Now, I’m not about to put a bet down for them to win the Super Bowl this year, to be clear. But I always knew this was a team that was going to outperform expectations. So does Andrew Perloff, who recently compared this current Steelers team to the ones he saw head coach Mike Tomlin leading at the very beginning of his career here.
“I think they’re reinventing the early Ben [Roethlisberger] days”, he said on the Maggie and Perloff show on CBS Sports Radio. “They got caught up with some bad dudes. There’s no doubt about it. I think the Le’Veon Bell and Antonio Brown can easily be forgotten”, he went on, adding that “all the [playoff] wins came when they had all those veterans on defense”.
He also said that this is looking like a “10-years-ago Steelers team”, though surely he meant to go back more than 10 years—more like 12-15. That was when the defense was dominant and steering the ship, and the offense mostly just did its job when needed and was largely quiet otherwise.
“They got old and then you’re stuck with all of these high-octane, bad-character players, and they lost”, he said as the team shifted from a defensive emphasis to the offensive Killer Bs era, which came with minimal postseason success. “They lost and lost and lost. I think they’re recreating really the early Mike Tomlin teams because their defense could be great and Kenny Pickett kind of reminds me of a young Ben”.
Bell, Brown, and “Big Ben” Roethlisberger were the Killer Bs, and when the trio was at its height, the Steelers had one of the better offenses in the NFL. Only they had little to show for it.

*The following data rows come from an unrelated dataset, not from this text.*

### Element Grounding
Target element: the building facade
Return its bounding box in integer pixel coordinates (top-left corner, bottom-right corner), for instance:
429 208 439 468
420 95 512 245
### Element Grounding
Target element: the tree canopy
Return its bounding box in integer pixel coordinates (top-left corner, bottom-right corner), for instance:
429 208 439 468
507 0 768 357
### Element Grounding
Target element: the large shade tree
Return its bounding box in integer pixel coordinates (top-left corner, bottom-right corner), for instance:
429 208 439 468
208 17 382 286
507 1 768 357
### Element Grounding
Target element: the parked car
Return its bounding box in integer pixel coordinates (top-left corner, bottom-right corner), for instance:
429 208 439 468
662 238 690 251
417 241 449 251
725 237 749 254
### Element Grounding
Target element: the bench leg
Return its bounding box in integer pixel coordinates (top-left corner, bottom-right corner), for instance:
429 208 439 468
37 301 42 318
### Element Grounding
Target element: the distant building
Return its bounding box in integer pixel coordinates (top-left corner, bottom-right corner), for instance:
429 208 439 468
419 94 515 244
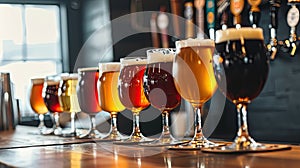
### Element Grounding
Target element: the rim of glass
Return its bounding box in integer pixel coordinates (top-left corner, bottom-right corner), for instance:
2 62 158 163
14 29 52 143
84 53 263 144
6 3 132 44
77 67 98 73
99 62 121 72
215 27 264 43
120 56 147 65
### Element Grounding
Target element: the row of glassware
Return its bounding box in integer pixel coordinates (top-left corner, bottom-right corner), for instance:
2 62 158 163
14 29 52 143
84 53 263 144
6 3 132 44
29 27 287 153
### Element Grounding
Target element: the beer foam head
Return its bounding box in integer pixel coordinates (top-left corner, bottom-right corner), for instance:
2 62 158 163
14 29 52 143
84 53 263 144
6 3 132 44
60 73 78 80
147 48 176 63
99 62 121 72
176 38 215 49
31 77 44 84
77 67 98 73
215 27 264 43
120 57 147 66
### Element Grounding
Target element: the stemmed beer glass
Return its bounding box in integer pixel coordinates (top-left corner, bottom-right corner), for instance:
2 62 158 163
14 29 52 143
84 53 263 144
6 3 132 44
29 77 49 134
98 62 126 140
58 73 81 137
116 57 152 144
77 67 103 139
171 38 218 149
203 27 274 152
43 75 64 135
143 48 182 146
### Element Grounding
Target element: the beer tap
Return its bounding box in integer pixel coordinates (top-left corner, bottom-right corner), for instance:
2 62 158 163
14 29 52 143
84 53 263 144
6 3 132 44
230 0 245 28
206 0 216 40
217 0 230 30
157 6 169 48
282 1 300 56
248 0 262 28
184 0 195 38
267 0 281 60
194 0 205 39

They did make it to the postseason four years in a row, but went 3-4 in that time with two one-and-dones, including in 2017 with a first-round bye following a 13-3 regular season.
Pittsburgh reached the Super Bowl twice in Tomlin’s first four seasons, winning once, and they did so by having the best defensive unit in football with an offense orchestrated by a (still relatively) young quarterback who simply knew how to win when it was needed.
Pickett had four game-winning drives in the second half of last season, finding ways to do what was needed of him when it was needed. The defense was able to keep the scores low during that run, only surrendering more than 17 points once over the final nine games. I can understand the impulse to draw comparisons between the two eras.
But it’s an awful lot to live up to, and it’s also easier said than done given the rule changes since then.